The premise of The Dresskeeper is just genius! Where did you get the idea for The Dresskeeper?
Being a history buff I love thinking about ‘what if’ scenarios. So as I was reading about 16th century London I wondered what it would be like for today’s teenager to suddenly be transported back into the past and have to conform socially to a more rigid and inflexible society. Clothing and architecture were the most obvious way to do this, as they are existing links to the past.
What is it about this time period that interests you?
Loads of things. Science was becoming accepted; well known institutions such as the stock exchange were just beginning to take shape in coffee houses; and people had a really perverse obsession with fashion, including men.
Did you come across anything surprising when doing your research?
Yes, the fact that marriage was expensive and that poorer women had to work to save up a portion or dowry so that they could marry. Also that there wasn’t any police force to speak of, which meant that if a man kidnapped a wealthy girl and married her, nothing much could be done.

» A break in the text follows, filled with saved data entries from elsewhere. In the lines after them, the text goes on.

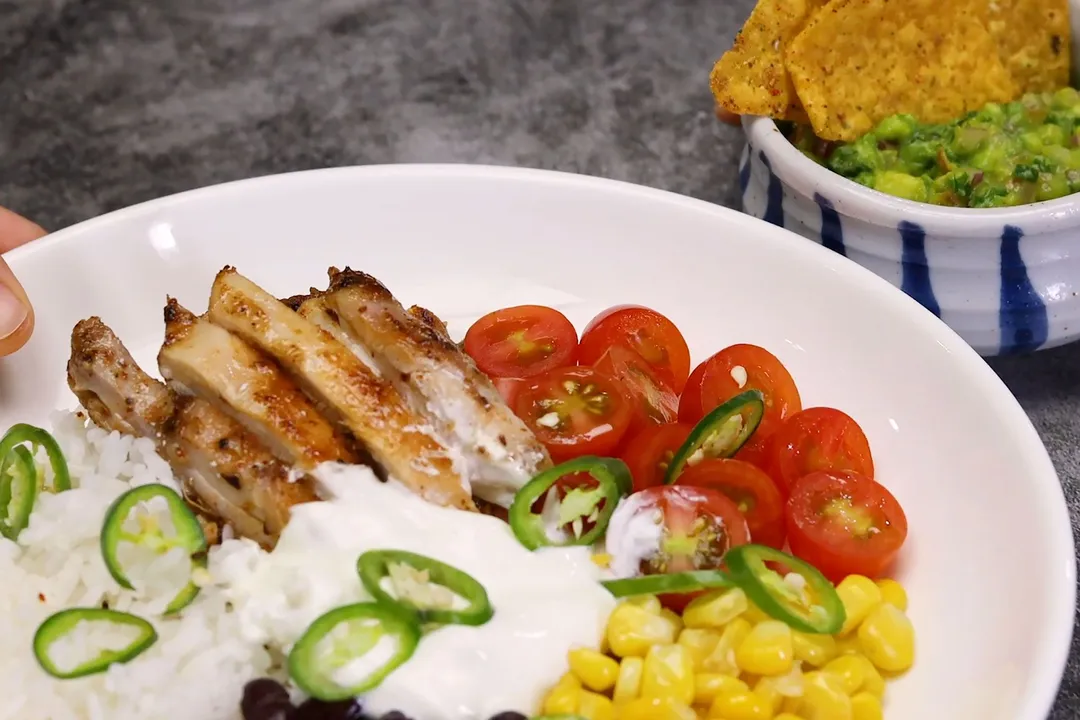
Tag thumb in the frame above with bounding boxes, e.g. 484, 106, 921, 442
0, 207, 44, 356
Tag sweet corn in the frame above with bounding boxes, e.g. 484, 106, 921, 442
679, 628, 722, 669
704, 617, 752, 675
823, 654, 867, 695
618, 696, 698, 720
835, 575, 882, 636
661, 607, 686, 635
736, 620, 795, 676
642, 644, 695, 705
626, 594, 664, 614
606, 602, 680, 658
799, 671, 852, 720
857, 655, 886, 697
858, 603, 915, 673
754, 676, 784, 714
775, 715, 805, 720
708, 689, 774, 720
613, 657, 644, 704
542, 672, 582, 715
792, 631, 837, 668
577, 690, 615, 720
755, 662, 805, 707
742, 599, 772, 625
835, 633, 863, 656
694, 673, 749, 706
569, 648, 619, 692
851, 691, 884, 720
683, 587, 749, 628
875, 579, 908, 611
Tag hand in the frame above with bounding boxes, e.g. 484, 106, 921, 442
0, 207, 45, 356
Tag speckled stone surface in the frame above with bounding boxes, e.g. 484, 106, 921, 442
1, 0, 1078, 714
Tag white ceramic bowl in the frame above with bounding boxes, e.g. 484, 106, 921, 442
0, 165, 1074, 719
740, 9, 1080, 357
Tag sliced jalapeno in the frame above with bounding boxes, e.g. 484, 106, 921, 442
357, 549, 493, 627
0, 423, 71, 492
724, 544, 846, 634
288, 602, 421, 701
509, 457, 632, 551
664, 390, 764, 483
100, 484, 208, 613
602, 569, 734, 598
33, 608, 158, 679
0, 446, 38, 540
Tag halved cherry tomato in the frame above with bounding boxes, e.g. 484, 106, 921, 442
676, 459, 786, 549
513, 367, 633, 462
698, 344, 802, 443
734, 434, 772, 471
577, 306, 691, 393
786, 469, 908, 582
678, 356, 713, 424
605, 485, 750, 611
464, 305, 578, 379
491, 377, 523, 407
768, 407, 875, 495
619, 422, 694, 493
594, 344, 679, 436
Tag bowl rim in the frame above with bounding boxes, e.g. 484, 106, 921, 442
743, 114, 1080, 238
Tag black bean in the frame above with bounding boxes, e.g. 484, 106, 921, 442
241, 679, 294, 720
290, 698, 369, 720
488, 713, 528, 720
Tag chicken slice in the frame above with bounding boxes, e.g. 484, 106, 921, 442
319, 268, 551, 508
158, 299, 359, 470
206, 267, 477, 512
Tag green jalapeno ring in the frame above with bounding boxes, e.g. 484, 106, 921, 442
602, 569, 734, 598
287, 601, 421, 701
664, 390, 765, 484
724, 544, 846, 635
0, 423, 72, 493
357, 549, 493, 627
509, 456, 632, 551
33, 607, 158, 679
0, 445, 39, 540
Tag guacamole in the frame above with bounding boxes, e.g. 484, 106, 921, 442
787, 88, 1080, 208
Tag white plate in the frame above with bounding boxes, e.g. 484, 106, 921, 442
0, 165, 1074, 719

I was surprised by some of the things Picky didn’t know about the past. Did you find this was typical for young teenagers?
Yes, mostly because teenagers have to be really interested in a subject to take in information. Of course, there are many young people who have a great knowledge of history, but Picky unfortunately wasn’t one of them.
How was your publishing process?
Pretty typical. The toughest part was definitely getting the book finished in time, particularly as I had to come up with the plot for The Plaguemaker and write the first chapter as well.
Did you always want to be an author?
Of course. I was trying to write books when I was in high school, but never really found the perfect genre for my writing style. Then I began reading historical fiction and it dawned on me to write for teenagers, using a quirky, first person style.
If you could go back in time, when would you go to, and what would you do?
Well, I love London so it would be wonderful to be able to drop in and out of the great city over a number of centuries, a bit like Rutherford’s London does, but in reality. Also, Egypt fascinates me – I love spending time at the British Museum with those mummies!
Can you tell us a little bit about your next book, The Plaguemaker?
Sure. It’s set in modern day London and intertwines 15-year-old Blessie’s ghostly dreams of young children with historical aspects of bubonic plague during the 1650s.
Many thanks for your interest, Mary.